- Born: 14 October 1329
- Died: 24 March 1394 or 1395
- Spouse: John de Montacute, 1st Baron Montacute
- Issue: John Montacute, 3rd Earl of Salisbury
- Father: Thomas de Monthermer, 2nd Baron de Monthermer
- Mother: Margaret Teyes

= Margaret de Monthermer, 3rd Baroness Monthermer =

English heiress

Margaret de Monthermer (14 October 1329 – 24 March 1394/1395) was an English heiress and suo jure Baroness Monthermer.

==Life==
In 1297 her grandfather Ralph de Monthermer had married Joan of Acre, to the displeasure of her father King Edward I. He had three children with Joan, and after her death, he was appointed Baron Monthermer. One of his sons was Thomas de Monthermer, Margaret's father.

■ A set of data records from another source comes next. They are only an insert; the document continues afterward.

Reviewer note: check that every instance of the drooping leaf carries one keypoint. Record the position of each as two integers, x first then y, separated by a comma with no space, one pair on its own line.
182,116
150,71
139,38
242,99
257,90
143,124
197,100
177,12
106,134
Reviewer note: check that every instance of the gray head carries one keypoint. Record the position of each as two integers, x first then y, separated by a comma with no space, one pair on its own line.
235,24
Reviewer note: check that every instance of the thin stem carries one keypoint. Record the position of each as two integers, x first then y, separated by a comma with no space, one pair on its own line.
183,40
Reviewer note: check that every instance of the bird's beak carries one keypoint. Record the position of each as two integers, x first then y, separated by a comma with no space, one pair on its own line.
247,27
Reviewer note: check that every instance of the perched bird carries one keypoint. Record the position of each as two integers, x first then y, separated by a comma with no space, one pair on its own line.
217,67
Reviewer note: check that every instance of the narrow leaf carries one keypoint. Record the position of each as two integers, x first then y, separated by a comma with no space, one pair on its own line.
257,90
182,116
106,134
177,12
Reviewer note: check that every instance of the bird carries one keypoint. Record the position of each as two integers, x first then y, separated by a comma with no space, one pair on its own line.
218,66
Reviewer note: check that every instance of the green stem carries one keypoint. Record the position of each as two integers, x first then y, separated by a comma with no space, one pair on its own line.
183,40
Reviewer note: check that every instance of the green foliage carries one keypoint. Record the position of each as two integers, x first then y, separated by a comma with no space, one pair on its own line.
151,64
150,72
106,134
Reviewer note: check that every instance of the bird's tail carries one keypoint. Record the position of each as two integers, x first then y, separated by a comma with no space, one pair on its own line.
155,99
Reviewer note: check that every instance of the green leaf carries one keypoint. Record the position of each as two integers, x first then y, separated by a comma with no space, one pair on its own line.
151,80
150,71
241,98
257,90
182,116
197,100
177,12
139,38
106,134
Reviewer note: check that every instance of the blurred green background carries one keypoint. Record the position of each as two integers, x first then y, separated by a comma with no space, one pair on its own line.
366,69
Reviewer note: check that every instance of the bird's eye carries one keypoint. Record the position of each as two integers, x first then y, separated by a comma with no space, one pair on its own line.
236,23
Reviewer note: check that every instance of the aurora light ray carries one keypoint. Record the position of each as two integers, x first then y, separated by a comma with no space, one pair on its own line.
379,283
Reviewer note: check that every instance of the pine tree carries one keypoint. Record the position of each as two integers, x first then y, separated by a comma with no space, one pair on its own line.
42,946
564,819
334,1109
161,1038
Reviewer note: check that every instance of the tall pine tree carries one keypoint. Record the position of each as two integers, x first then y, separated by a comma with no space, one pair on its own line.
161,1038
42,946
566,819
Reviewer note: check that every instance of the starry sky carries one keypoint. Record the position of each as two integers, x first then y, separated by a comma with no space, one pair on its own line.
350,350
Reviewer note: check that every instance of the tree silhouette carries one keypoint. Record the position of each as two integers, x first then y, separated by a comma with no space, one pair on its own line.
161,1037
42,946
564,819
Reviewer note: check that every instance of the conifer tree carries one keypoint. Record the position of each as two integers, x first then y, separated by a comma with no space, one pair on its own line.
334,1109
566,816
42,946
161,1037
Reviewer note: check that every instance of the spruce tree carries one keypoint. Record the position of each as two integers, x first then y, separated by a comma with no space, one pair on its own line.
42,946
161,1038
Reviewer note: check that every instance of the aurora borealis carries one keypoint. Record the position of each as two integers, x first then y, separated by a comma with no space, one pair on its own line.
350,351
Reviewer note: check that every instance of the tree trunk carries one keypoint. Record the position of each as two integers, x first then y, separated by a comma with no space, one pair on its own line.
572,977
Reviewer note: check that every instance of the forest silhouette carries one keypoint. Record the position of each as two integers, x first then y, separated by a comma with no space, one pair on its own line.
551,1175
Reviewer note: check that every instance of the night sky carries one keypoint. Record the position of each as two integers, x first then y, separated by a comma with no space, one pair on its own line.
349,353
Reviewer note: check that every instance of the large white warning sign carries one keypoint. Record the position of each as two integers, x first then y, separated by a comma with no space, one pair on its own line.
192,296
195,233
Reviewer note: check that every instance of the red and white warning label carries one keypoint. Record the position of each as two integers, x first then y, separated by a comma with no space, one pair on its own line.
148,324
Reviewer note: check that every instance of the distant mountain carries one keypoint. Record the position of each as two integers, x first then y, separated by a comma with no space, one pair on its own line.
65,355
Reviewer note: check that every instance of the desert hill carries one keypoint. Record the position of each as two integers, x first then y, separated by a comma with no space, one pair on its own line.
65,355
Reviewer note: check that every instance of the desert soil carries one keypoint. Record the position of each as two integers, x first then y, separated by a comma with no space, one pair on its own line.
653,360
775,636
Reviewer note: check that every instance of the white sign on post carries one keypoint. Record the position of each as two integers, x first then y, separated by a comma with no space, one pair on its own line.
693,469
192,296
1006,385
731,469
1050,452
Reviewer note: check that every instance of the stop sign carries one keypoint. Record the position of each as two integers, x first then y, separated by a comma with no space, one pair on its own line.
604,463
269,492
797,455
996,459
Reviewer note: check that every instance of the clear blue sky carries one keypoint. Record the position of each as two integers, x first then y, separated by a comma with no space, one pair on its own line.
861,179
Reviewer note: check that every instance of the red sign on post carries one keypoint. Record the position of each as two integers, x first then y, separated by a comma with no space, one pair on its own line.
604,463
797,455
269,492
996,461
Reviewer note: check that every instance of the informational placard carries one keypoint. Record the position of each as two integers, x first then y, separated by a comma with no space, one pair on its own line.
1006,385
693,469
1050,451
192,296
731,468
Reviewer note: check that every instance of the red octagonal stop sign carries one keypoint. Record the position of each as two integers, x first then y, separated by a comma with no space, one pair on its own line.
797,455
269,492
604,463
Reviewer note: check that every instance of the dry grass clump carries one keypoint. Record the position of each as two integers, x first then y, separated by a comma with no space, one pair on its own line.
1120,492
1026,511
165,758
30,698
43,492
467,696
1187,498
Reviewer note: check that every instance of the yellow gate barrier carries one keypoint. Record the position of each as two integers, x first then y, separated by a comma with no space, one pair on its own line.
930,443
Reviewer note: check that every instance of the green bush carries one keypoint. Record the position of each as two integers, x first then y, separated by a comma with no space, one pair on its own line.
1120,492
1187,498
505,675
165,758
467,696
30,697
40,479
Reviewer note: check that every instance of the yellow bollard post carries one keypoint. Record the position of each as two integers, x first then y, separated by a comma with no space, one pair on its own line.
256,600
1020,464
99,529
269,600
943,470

Margaret was born on 14 October 1329. Thomas de Monthermer died in 1340 whilst fighting in the Battle of Sluys. Upon the death of her father, Margaret became suo jure Baroness Monthermer at the age of 10. She was also the heiress of Stokenham.

In 1343 Margaret married John de Montacute (later 1st Baron Montacute), a younger son of William Montagu, 1st Earl of Salisbury. She died on 24 March 1394 or 1395.